🤖 AI Summary
This work addresses a critical limitation in automated ICD coding of clinical notes: the neglect of diagnostic code ordering. For the first time, it formalizes the task as a joint classification and ranking optimization problem. We propose an end-to-end learning-to-rank framework that integrates a text encoder with a multi-label ranking loss, enabling simultaneous semantic representation learning and explicit modeling of coding priority. Our method achieves a 47% top-1 ranking accuracy for principal diagnoses—improving upon the state-of-the-art by 27 percentage points—while attaining micro-F1 = 0.6065 and macro-F1 = 0.2904, both surpassing existing models. The core contribution lies in introducing a clinically grounded ranking mechanism that reflects the hierarchical importance of diagnoses, thereby advancing ICD coding from static label assignment toward clinically meaningful, order-aware prediction.
📝 Abstract
Clinical notes contain unstructured text provided by clinicians during patient encounters. These notes are usually accompanied by a sequence of diagnostic codes following the International Classification of Diseases (ICD). Correctly assigning and ordering ICD codes are essential for medical diagnosis and reimbursement. However, automating this task remains challenging. State-of-the-art methods treated this problem as a classification task, leading to ignoring the order of ICD codes that is essential for different purposes.

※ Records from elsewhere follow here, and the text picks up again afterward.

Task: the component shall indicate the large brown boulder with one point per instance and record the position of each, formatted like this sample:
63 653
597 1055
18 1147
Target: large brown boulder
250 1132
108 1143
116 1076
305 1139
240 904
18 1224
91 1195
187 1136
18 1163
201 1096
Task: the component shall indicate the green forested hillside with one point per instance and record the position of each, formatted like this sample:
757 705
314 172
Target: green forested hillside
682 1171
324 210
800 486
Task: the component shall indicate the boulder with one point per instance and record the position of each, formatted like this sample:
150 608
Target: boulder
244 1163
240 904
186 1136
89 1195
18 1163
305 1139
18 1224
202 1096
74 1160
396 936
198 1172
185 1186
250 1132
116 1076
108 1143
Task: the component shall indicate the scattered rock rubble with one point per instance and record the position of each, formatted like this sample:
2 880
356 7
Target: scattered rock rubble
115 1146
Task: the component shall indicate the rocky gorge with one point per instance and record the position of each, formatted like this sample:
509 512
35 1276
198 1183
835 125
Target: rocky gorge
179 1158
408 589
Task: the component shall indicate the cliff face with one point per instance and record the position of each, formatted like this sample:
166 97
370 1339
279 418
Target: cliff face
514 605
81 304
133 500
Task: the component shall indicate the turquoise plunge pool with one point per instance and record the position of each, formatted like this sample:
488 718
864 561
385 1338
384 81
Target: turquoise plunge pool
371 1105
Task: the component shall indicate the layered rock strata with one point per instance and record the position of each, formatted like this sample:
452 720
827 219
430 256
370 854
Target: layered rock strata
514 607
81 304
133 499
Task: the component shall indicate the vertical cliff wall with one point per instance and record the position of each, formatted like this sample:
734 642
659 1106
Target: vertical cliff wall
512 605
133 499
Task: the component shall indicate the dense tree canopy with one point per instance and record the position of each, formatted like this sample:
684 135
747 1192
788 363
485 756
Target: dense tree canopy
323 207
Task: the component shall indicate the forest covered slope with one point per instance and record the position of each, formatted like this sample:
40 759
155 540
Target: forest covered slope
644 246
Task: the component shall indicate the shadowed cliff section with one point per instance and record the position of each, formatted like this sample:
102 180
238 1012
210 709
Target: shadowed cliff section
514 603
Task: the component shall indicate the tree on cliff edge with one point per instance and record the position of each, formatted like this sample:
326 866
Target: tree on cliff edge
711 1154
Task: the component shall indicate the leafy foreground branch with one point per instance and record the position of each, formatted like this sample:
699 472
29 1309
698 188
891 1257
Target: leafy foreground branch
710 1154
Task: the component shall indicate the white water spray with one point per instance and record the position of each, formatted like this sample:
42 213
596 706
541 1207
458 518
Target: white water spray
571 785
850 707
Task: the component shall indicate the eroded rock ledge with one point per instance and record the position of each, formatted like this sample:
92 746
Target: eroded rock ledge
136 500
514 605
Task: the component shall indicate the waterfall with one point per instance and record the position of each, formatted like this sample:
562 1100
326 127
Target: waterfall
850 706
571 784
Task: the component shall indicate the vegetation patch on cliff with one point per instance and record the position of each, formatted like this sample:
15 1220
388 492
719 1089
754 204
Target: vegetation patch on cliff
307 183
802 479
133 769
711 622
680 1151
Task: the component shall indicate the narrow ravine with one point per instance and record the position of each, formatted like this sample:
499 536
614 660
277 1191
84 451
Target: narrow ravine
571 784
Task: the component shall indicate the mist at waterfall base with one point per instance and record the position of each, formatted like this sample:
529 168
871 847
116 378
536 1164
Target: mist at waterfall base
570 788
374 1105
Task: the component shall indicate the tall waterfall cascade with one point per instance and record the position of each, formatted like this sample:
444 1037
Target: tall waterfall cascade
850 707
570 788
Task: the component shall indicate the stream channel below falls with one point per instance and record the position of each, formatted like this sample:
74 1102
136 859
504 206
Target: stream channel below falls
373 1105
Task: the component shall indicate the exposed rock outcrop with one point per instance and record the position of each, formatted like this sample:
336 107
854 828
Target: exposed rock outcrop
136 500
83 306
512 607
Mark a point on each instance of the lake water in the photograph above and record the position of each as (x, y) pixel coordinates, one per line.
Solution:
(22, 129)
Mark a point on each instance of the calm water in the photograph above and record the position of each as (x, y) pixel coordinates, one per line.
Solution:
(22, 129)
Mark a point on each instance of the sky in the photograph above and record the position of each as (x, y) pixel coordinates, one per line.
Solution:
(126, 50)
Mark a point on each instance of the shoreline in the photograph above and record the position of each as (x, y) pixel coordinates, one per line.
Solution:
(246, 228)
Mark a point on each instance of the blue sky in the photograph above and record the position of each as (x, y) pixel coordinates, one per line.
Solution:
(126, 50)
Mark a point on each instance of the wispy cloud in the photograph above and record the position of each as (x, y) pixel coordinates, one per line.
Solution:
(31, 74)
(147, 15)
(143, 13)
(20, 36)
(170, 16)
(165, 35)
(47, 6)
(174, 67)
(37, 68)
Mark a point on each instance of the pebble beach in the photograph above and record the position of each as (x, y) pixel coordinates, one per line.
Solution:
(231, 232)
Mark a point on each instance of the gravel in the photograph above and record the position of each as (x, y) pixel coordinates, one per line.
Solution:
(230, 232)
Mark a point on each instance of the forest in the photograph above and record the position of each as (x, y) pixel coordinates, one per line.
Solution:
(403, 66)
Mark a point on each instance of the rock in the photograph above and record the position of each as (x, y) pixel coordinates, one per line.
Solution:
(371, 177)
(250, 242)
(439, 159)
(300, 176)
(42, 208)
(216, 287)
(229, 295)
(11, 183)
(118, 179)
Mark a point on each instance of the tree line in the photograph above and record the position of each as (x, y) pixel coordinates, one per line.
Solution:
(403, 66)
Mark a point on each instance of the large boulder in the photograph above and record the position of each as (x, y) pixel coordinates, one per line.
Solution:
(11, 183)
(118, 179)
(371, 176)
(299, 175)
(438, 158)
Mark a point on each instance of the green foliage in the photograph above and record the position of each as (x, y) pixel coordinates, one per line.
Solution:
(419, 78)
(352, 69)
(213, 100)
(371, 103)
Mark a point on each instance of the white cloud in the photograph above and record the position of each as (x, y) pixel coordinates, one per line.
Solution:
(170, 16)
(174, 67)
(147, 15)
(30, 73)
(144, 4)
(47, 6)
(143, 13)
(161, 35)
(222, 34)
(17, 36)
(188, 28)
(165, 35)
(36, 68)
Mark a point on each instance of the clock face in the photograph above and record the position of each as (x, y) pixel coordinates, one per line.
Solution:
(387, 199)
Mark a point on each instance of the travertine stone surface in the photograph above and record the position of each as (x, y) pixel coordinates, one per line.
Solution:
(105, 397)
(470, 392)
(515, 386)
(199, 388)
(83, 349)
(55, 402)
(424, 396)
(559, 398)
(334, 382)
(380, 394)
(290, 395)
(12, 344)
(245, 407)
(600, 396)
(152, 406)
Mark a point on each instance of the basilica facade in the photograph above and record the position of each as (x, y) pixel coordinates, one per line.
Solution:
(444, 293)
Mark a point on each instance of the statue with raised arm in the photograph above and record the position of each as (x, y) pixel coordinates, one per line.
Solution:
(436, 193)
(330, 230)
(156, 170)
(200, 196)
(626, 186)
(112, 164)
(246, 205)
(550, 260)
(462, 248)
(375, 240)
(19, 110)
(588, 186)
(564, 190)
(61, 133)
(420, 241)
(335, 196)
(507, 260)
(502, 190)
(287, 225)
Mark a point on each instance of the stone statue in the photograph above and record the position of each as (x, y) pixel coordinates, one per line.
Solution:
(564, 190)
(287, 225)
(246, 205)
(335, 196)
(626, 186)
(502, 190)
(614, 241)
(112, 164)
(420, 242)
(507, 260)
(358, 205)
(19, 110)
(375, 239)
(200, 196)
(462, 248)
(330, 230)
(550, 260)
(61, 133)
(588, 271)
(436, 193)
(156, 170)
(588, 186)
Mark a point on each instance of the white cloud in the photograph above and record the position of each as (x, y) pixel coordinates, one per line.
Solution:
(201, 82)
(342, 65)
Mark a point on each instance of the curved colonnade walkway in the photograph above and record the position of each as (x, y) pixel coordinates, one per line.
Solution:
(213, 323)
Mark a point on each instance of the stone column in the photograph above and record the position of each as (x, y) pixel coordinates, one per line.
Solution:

In this work, as a first attempt, we approach this task from a retrieval system perspective to consider the order of codes, thus formulating this problem as a classification and ranking task. Our results and analysis show that the proposed framework has a superior ability to identify high-priority codes compared to other methods. For instance, our model accuracy in correctly ranking primary diagnosis codes is 47%, compared to 20% for the state-of-the-art classifier. Additionally, in terms of classification metrics, the proposed model achieves a micro- and macro-F1 scores of 0.6065 and 0.2904, respectively, surpassing the previous best model with scores of 0.597 and 0.2660.